Our runtime indicates that we've produced a bad value (specifically, 35)–it doesn't correspond to anything in our tagging scheme. So, OK–the compiler and the interpreter both end up producing errors on this program.

(+ 32 false)


Our interpreter, of course, still throws an exception. But our compiler does something pretty weird:

\$ compile_and_run "(+ 32 false)";;
"true"


Weird, right? It makes sense, though: since false is represented as 0b00011111 and 32 is represented as 0b10000000, false + 32 is 0b10011111, the runtime representation of true.

So: is this a bug in our compiler? Maybe not! (+ 32 false) isn't a valid program in the language supported by our compiler. There are lots of these invalid programs! Different ones result in different things:

• Programs like (hello csci1260) result in an exception at compile time
• Programs like (+ 1 false) result in a runtime error
• Programs like (+ 32 false) result in a strange value

The behavior of our compiler on these programs is undefined. We can error our at compile-time, error out at runtime, produce a reasonable-looking value, or anything else. Some real-world programming languages include undefined behavior as part of the language standard; for instance, dereferencing a null pointer in C is undefined.

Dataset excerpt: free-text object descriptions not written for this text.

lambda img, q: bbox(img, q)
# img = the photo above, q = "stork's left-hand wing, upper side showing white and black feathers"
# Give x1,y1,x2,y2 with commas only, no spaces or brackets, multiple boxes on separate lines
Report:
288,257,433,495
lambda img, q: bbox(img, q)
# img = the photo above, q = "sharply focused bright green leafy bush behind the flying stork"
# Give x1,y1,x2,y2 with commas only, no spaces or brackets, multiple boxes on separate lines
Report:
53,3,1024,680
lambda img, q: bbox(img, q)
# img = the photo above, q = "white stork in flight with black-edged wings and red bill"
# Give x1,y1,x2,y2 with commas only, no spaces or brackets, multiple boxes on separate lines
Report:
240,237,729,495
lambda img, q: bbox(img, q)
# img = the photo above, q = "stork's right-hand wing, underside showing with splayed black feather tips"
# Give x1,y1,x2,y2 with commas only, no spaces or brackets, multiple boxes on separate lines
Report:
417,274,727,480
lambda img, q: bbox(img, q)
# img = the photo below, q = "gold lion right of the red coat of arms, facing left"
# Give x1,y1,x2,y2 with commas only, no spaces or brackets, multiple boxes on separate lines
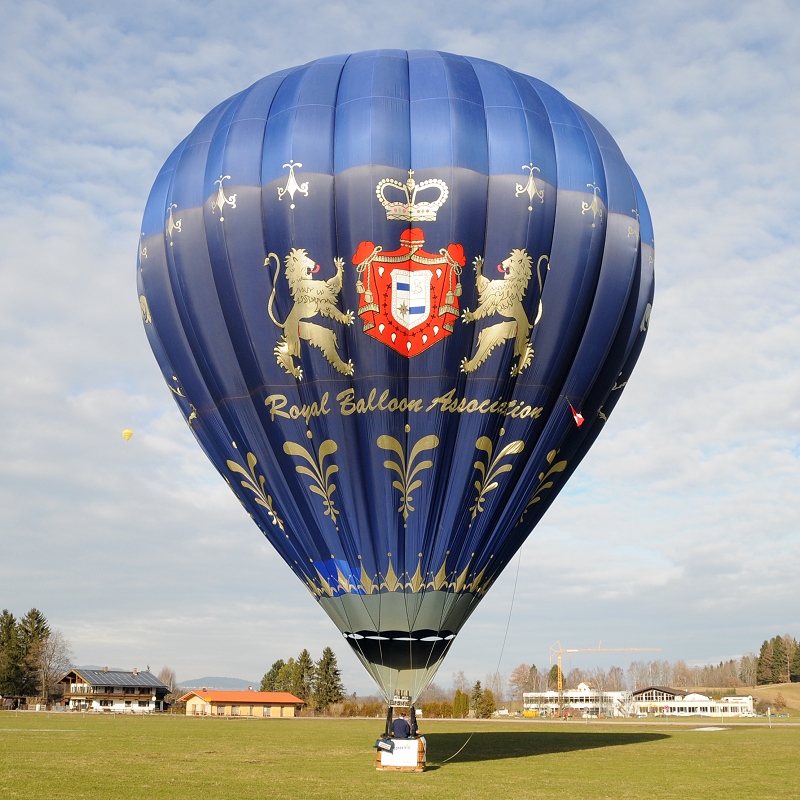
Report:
461,249,550,375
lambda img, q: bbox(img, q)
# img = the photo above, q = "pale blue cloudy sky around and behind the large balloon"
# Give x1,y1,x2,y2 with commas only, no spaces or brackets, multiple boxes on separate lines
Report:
0,0,800,692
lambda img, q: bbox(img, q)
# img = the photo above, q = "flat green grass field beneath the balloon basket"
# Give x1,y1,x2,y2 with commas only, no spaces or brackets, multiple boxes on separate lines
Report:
0,712,800,800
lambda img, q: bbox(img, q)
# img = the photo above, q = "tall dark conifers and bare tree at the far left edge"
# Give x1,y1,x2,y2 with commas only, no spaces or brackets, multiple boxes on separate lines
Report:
0,608,73,702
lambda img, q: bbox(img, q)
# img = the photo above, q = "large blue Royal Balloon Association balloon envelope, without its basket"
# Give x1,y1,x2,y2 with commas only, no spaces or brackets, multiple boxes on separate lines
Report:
138,50,654,705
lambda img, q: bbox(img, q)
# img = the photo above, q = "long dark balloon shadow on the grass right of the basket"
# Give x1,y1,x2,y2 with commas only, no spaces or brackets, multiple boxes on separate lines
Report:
425,731,670,767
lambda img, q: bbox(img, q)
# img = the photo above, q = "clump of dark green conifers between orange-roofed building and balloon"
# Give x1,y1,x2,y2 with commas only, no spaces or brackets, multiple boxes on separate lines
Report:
261,647,345,711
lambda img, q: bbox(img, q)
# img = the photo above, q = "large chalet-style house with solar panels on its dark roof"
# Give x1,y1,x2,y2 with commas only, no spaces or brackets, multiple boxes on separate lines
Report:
59,667,169,714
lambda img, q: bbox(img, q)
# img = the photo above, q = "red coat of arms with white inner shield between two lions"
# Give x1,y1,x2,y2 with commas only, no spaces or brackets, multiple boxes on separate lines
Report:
353,228,466,358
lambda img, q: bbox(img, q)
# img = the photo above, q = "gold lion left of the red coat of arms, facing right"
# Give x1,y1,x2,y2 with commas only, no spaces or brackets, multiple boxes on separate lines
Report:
264,247,354,380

Many modern languages, however, eschew undefined behavior–as we have just seen, it's quite confusing for programmers! A reasonable specification for programs like (+ 1 true) is that they should result in errors. In a couple of weeks, we will see how to add error-handling to our compiler and get rid of this strange behavior. For now, we'll leave our compiler's behavior specified only on valid expressions.